Leonardo e a inclusão na lista suja do trabalho escravo do MTE

Nesta segunda-feira (7), o nome de Leonardo foi inserido na lista do MTE, uma ferramenta que expõe empregadores envolvidos em práticas de exploração de trabalho escravo ou condições degradantes de trabalho. O documento, atualizado semestralmente, atualmente conta com 727 empregadores. No último levantamento, foram incluídos 76 novos nomes, entre eles o do cantor, após a constatação de irregularidades em sua propriedade rural.

A inclusão de Leonardo na lista ocorreu após uma fiscalização realizada em novembro de 2023, na Fazenda Talismã, localizada no município de Jussara, interior de Goiás. A propriedade, avaliada em cerca de R$ 60 milhões, é utilizada tanto para atividades agrícolas como para lazer. Durante a fiscalização do MTE, seis trabalhadores, incluindo um adolescente de 17 anos, foram encontrados em condições descritas como degradantes.

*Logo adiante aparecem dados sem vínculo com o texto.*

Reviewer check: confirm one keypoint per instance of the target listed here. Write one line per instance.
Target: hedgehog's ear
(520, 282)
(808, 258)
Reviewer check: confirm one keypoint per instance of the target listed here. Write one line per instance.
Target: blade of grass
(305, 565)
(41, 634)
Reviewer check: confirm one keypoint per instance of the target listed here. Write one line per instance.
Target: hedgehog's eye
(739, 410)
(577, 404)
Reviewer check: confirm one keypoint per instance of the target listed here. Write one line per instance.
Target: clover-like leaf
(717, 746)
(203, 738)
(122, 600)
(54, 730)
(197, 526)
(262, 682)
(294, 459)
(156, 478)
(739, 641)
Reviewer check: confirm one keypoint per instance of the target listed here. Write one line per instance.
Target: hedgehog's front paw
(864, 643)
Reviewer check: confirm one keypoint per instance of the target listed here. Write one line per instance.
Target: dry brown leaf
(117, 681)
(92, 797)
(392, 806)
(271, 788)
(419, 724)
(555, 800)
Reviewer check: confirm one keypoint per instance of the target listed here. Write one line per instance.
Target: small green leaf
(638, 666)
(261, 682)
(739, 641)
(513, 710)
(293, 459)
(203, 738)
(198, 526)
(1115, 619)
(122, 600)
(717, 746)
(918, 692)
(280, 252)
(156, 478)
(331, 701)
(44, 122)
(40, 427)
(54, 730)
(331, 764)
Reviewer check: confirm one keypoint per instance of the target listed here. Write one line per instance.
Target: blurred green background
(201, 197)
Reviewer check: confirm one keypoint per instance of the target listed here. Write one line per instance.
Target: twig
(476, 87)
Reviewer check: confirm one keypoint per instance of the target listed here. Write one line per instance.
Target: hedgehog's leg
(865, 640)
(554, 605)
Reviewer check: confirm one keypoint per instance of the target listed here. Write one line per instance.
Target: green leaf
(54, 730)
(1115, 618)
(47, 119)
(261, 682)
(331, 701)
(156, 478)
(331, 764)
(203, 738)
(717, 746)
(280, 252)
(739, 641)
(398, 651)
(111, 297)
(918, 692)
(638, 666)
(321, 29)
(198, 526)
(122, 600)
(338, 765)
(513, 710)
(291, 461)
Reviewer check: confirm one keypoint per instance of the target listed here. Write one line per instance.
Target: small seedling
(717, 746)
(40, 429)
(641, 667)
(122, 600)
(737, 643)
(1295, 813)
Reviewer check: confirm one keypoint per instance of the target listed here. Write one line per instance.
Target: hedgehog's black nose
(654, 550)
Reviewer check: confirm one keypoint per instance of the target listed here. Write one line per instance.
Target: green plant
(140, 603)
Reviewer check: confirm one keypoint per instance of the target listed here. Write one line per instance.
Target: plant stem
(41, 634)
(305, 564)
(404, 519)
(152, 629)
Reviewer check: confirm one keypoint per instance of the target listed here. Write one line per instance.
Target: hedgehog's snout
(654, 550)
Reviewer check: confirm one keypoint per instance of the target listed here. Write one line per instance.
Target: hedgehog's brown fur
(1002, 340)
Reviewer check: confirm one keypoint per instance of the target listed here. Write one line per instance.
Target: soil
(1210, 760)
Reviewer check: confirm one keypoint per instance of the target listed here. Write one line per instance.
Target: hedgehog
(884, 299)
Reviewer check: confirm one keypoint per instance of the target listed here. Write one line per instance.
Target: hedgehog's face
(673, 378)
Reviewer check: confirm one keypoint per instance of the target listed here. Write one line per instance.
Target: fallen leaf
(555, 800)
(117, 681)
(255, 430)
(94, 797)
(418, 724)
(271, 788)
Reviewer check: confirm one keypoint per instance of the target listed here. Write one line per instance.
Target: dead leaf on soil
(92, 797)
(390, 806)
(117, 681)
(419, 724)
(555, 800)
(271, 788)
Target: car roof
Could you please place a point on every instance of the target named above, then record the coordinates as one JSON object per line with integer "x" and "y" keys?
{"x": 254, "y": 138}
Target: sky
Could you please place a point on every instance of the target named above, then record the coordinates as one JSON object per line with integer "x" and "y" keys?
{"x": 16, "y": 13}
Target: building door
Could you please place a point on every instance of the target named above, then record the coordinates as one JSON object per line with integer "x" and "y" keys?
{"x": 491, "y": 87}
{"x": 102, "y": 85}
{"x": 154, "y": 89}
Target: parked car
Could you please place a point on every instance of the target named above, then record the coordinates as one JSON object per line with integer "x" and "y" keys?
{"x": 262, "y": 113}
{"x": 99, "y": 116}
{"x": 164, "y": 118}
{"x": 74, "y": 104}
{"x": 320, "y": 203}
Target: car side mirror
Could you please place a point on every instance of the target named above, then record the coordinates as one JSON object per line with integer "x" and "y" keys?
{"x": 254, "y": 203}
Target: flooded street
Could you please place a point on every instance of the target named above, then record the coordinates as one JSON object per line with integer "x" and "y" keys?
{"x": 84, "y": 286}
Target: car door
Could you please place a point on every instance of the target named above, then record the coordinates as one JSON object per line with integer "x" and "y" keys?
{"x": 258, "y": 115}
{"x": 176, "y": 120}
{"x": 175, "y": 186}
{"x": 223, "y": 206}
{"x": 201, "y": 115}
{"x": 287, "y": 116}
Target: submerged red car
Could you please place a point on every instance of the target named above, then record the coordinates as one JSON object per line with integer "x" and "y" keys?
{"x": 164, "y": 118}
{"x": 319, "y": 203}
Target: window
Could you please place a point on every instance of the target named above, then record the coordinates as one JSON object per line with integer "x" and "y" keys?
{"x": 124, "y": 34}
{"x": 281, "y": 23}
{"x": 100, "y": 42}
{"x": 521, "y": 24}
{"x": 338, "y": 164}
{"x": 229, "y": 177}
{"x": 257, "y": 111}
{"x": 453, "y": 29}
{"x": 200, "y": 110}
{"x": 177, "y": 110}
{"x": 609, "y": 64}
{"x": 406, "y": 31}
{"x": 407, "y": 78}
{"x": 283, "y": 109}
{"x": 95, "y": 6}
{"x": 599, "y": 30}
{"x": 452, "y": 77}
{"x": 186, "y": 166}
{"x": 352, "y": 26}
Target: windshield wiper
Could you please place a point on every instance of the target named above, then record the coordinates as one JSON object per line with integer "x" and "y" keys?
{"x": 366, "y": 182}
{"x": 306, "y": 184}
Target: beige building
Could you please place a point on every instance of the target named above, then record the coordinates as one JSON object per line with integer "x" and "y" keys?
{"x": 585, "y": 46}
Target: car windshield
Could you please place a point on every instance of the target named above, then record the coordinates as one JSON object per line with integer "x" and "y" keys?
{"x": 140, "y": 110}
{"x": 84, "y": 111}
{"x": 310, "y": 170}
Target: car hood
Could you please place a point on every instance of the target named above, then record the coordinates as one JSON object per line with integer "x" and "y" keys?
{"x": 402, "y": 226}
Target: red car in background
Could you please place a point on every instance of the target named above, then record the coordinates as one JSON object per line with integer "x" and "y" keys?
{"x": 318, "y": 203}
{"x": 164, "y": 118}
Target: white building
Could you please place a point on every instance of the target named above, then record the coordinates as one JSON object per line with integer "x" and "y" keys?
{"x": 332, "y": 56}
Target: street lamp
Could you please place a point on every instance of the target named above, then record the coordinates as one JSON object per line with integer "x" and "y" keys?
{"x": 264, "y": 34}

Condições de trabalho encontradas

O relatório do MTE apontou diversas irregularidades na fazenda do cantor. Segundo o documento, os trabalhadores estavam vivendo em uma casa abandonada, sem acesso à água potável ou instalações sanitárias adequadas. 

As camas utilizadas pelos funcionários eram improvisadas, feitas com tábuas de madeira e galões de agrotóxicos. O local também apresentava um alto nível de insalubridade, com a presença de insetos e morcegos, além de um odor insuportável descrito como “fétido”.

As condições encontradas na Fazenda Talismã foram classificadas como “escravidão contemporânea” pelo MTE. No Brasil, o conceito de trabalho análogo à escravidão é mais amplo e inclui não apenas a exploração física dos trabalhadores, mas também condições de trabalho indignas, como jornadas exaustivas, condições de trabalho insalubres e a violação dos direitos humanos básicos, como acesso à água potável e moradia adequada.

A defesa de Leonardo

Após a inclusão de seu nome na lista, a assessoria do cantor Leonardo divulgou uma nota esclarecendo sua posição. Segundo a equipe do sertanejo, a área onde as irregularidades foram encontradas estava arrendada para terceiros, que estariam utilizando o espaço para o cultivo de soja. 

Ainda segundo a nota, Leonardo não tinha conhecimento das condições de trabalho a que os funcionários estavam submetidos, e o caso já teria sido julgado pelas autoridades competentes.